PRIMA RETROCESSIONE IN 110 ANNI - Il 26 giugno del 2011, ormai quasi 14 anni fa, si compie la storia, con la discesa nella seconda serie del club dei Millionarios, per la prima volta in 110 anni di leggenda. Una retrocessione drammatica, arrivata dopo il desolante spareggio contro il Belgrano. Il River Plate doveva ribaltare la sconfitta per 2-0 subita all'andata, ma pareggiò 1-1: negli ultimi minuti di gioco il dramma sportivo lasciò spazio alla furia dei tifosi, che lanciarono fumogeni in campo impedendo la conclusione della partita. Il bilancio finale parla di 68 persone ferite, 50 arresti e due agenti di polizia in gravi condizioni.

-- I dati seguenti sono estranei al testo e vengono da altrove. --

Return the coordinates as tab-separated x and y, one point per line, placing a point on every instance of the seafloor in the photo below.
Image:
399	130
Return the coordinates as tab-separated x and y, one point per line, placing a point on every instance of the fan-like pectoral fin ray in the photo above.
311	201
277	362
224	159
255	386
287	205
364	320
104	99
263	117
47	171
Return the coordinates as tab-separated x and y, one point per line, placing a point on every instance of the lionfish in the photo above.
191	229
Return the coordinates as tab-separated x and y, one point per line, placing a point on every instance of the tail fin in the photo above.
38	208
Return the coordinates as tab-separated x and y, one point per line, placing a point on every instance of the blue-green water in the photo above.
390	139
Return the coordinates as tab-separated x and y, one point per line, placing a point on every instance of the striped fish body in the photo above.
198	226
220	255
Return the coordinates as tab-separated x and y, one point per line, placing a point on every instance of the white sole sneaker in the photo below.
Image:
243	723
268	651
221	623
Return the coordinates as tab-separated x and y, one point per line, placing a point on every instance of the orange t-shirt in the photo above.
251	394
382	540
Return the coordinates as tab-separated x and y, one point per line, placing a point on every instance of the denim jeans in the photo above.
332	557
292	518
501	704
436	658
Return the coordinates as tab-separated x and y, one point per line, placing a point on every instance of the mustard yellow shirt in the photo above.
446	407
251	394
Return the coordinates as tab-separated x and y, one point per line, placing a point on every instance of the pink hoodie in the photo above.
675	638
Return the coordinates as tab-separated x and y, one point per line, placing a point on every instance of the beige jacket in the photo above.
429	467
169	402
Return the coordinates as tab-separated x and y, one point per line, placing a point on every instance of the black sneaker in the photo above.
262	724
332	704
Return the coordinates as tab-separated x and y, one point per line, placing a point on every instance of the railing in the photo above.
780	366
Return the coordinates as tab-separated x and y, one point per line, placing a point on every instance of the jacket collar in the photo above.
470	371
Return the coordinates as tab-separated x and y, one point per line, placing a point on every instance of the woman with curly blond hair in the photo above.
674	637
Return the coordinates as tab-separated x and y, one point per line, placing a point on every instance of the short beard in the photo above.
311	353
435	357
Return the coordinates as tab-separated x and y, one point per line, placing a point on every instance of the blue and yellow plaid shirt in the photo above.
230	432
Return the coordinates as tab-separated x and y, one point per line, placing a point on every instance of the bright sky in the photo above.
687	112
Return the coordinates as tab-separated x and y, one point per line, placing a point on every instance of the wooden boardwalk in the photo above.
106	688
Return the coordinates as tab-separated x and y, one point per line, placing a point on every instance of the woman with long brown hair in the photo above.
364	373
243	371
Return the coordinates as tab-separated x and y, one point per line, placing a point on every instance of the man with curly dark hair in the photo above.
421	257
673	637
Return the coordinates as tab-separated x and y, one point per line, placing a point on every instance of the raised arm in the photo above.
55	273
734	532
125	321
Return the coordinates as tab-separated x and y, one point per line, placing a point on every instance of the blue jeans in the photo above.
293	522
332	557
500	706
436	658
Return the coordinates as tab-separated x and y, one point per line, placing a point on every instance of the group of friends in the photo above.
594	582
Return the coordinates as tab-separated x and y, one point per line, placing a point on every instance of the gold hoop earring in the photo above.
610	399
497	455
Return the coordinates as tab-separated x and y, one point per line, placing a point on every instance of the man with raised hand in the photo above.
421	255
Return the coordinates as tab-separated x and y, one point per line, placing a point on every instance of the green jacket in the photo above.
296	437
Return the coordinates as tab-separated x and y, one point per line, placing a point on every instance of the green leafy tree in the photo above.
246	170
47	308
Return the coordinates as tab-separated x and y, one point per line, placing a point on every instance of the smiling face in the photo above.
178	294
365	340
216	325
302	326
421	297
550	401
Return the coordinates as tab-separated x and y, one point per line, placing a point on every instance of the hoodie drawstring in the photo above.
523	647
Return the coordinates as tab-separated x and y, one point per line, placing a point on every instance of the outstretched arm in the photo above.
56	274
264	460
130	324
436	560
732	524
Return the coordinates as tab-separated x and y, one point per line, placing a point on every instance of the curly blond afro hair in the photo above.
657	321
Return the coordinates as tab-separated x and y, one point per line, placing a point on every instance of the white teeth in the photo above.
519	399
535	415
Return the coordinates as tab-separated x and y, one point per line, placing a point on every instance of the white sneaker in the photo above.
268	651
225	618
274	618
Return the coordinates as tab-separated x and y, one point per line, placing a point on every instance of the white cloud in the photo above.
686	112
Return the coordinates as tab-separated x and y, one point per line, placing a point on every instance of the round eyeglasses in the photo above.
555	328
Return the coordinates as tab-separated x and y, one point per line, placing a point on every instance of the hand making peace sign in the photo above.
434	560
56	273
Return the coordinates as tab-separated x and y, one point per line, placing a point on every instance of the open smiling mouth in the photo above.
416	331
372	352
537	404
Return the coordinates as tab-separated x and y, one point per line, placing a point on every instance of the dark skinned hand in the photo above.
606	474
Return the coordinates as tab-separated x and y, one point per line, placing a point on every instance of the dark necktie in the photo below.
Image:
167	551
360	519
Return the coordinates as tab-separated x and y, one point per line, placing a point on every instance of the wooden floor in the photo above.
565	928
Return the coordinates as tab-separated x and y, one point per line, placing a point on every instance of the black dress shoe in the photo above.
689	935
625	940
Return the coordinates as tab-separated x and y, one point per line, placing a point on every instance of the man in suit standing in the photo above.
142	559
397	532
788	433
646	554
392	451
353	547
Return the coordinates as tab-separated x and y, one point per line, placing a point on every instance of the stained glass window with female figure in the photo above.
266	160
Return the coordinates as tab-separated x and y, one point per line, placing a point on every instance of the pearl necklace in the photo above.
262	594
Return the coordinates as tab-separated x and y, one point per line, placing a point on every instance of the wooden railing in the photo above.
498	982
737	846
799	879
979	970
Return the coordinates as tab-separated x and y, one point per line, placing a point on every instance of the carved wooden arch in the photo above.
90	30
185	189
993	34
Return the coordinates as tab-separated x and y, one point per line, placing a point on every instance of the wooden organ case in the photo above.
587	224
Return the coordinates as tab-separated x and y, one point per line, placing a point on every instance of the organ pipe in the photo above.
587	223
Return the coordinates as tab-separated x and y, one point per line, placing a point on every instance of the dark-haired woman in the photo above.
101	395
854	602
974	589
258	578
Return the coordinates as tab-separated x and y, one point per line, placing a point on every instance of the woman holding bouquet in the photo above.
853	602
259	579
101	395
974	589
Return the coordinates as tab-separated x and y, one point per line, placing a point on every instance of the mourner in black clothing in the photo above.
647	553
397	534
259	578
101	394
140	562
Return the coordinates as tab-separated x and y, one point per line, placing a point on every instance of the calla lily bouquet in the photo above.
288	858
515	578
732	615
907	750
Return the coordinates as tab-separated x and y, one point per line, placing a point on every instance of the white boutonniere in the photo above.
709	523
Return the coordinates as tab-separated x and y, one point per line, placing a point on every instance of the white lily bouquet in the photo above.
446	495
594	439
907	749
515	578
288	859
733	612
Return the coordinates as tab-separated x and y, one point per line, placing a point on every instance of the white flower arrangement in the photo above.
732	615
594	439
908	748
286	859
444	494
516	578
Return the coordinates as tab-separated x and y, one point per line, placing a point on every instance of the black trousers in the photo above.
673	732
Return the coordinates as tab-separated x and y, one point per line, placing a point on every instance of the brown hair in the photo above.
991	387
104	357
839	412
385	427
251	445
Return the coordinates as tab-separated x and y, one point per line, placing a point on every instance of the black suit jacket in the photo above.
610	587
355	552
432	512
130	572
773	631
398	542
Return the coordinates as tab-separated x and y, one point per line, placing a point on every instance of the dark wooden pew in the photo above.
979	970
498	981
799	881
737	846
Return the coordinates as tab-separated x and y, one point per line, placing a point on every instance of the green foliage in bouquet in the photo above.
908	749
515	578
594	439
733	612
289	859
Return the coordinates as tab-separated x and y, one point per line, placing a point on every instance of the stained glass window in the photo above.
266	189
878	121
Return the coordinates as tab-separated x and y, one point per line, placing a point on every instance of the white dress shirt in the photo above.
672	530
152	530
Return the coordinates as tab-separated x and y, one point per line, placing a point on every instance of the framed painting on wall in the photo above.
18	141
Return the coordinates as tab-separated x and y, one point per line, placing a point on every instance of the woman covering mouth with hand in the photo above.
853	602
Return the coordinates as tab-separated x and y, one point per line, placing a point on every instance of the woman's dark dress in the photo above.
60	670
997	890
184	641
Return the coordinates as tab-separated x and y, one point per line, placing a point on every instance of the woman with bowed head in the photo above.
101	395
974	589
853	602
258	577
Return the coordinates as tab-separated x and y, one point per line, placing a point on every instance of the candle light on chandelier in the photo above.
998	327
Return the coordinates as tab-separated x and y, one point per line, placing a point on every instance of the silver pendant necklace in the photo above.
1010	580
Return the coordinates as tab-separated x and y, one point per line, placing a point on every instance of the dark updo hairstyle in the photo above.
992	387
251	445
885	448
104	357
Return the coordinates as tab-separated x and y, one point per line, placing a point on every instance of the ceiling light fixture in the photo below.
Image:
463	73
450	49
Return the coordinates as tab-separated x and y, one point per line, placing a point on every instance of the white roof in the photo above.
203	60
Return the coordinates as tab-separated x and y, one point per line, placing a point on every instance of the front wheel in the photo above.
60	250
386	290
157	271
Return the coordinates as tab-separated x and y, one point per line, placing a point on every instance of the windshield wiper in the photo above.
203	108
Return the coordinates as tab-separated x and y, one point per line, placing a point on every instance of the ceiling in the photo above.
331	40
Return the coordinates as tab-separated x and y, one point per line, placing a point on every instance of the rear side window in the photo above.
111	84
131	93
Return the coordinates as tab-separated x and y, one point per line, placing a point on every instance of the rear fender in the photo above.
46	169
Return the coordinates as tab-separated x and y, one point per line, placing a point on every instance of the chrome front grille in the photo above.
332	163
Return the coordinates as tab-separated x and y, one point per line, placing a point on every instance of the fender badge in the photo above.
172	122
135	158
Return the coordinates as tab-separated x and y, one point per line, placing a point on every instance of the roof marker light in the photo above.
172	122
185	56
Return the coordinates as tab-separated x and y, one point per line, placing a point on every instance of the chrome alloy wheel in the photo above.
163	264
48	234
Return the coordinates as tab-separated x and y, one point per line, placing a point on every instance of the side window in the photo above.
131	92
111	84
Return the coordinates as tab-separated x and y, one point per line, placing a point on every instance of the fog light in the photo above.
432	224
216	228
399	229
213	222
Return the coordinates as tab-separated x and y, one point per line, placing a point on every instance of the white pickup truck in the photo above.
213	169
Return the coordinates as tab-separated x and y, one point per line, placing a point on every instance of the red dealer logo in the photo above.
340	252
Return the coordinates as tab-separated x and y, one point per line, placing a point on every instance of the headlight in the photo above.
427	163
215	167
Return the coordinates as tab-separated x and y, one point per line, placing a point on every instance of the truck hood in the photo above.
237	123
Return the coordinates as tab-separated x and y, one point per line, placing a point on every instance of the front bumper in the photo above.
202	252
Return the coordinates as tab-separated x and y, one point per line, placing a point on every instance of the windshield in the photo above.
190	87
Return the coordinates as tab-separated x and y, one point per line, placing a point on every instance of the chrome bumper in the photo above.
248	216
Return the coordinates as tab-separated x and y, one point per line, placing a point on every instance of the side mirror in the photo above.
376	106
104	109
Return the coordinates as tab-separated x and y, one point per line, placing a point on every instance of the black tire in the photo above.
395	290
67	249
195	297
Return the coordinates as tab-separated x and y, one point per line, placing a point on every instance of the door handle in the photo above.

IL PRIMO LAMELA E IL RECORD MANCATO - Eppure il River disputa un match coraggioso ma poco lucido: già al 5' Mariano Pavone realizza l'1-0 con un destro rasoterra da fuori area, ma nel corso della prima frazione la squadra del presidente Daniel Passarella non crea altri pericoli, con l'astro nascente Erik Lamela, già cercato da mezza Europa, pressoché invisibile. Nella ripresa il pari di Farré, che approfitta dell'ennesima papera difensiva del club della capitale: pochi minuti più tardi ancora Pavone ha la possibilità di riportare avanti il River, ma El Tanque calcia malissimo il rigore assegnato dall'arbitro Pezzotta e Olave blocca. E' l'errore che annienta il morale dei biancorossi, che finiscono in lacrime: il Belgrano sale in Primera Division, ora solo Boca Juniors e Independiente conservano il record di non essere mai retrocessi.
I RESPONSABILI - Un annus horribilis che ha visto i maggiori responsabili nell'ex presidente, Aguilar, vero colpevole del disastro, con il club alle soglie della bancarotta e i giocatori che non percepirono lo stipendio per un anno e mezzo. Una pagina drammatica di un club glorioso, testimoniata dallo sconforto del tecnico Juan José Lopez, dalle lacrime del tucumano Pereyra, cresciuto nel vivaio e poi protagonista in Serie A, e della vecchia bandiera Juan Pablo Carrizo. Il punto più basso del club, che poi ha dato inizio alla rinascita con Matias Almeyda, fino alla riconquista della Copa Libertadores. Un racconto epico di calcio moderno, che getta nello sconforto e rapisce, come testimoniato anche dalla lacrime dei tifosi, memori di quella tragedia sportiva.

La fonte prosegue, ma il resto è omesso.